# help with accuRIP halftone process print



## jlcanterbury (Jul 26, 2007)

So I have an image in photoshop... I want to try and print the image using 4 color process.

I converted the image to cmyk, and I can hide the channels to view only one at a time, but can't save the image with only one channel showing.

How do i save the image with only one channel in order to send it to accuRIP to print using halftones??


----------



## rrc62 (Jun 2, 2007)

In the channels pallet, hide all but the channel you want to print, then print to the RIP driver. When I do this, I just print with all channels selected and it prints all 4 films. I'm printing to a PS printer and not a RIP, so I don't know if that makes a difference.


----------



## tpitman (Jul 30, 2007)

You can save a copy of the file, then change the copy to multichannel in the Image-Mode menu at the top. Then in the channels pallet, click the upper right button and select split channels. That will give you 4 separate files in grayscale to print from. You should also be able to print separations out of photoshop to your printer via your rip, and just print each color separately by turning off the other 3 colors before you hit the print button, if that's what you wish to do.


----------



## rrc62 (Jun 2, 2007)

If you just hide channels or print all 4 at the same time you can use the "auto" feature in screen setup and let PS choose optimum angles and frequencies. If you split to 4 separate files, each file will be grayscale and the auto feature will not be available.


----------



## jlcanterbury (Jul 26, 2007)

well I would just print them straight from photoshop, but for some reason when I select the "accurip to epson 1800" driver in photoshop it doesn't print... I don't know how to make it print in accurip from photoshop, so what i am havin g to do is save the file in photoshop, then open it in accurip and print it.

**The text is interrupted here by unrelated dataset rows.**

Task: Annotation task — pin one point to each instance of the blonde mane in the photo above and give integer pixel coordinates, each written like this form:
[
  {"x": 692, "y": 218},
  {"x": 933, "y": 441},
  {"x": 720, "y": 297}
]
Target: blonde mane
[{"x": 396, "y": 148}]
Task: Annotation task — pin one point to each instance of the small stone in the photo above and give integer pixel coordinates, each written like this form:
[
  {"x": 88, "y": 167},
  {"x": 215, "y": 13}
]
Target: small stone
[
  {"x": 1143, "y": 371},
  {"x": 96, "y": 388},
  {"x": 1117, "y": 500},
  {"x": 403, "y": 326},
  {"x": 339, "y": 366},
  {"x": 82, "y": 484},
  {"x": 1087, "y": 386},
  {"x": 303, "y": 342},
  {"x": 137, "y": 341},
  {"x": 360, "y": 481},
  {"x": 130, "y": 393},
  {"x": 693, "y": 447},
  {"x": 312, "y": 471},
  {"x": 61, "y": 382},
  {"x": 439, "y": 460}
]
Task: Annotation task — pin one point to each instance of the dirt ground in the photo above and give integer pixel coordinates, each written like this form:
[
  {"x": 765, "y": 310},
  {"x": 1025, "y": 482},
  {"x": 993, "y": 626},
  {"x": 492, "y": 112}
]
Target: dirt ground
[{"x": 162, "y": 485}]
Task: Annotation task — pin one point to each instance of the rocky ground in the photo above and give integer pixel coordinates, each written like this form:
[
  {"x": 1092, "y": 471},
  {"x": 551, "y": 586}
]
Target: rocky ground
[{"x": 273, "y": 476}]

I may have gotten it to work... i went to image > apply image, then selected the channel and saved them as four seperate files and printed them... I will burn them and see how it works but i'm not sure if it's right or not.

It seems like there is too much of each color, like too much black on each film it doesn't seem like it will produce the right colors. Do your films look like they would apply too much of each color?


----------



## rrc62 (Jun 2, 2007)

jlcanterbury said:


> It seems like there is too much of each color, like too much black on each film it doesn't seem like it will produce the right colors. Do your films look like they would apply too much of each color?


It looks that way but it works out fine most of the time. If you do end up with too much ink you can adjust the dot gain to compensate. If you search for posts by Imageit regarding 4 color process, he has a posted a screen shot image of the dot gain profile he uses. I tried the same profile with good results.


----------



## pixelproof (Apr 29, 2008)

Hi guys,

I'm new on this forum.
Just following up on the thread...

Can you use lower LPI from your screen if you print?
and what is the best angle to use?

Thanks,
JER


----------



## tripleogsmalls (Jul 31, 2008)

I just cant flat get accurip to print our image the right orientation. It seems to turn it the wrong way everytime. If you disturb the job your likely to get 30 pages of random code looking printing? Is there some trick to printing to anm epson 3000? I figured it would be pretty universal but we can't seem to get accuripo to work most of the time? Any help would be greatlyt appreciated. Thanks in advance.


----------



## savagecat45 (Jun 17, 2008)

53 lpi is a good start.. you may knock it down to 43 but it'll lose some quality. keep it at a 22.5 angle.


----------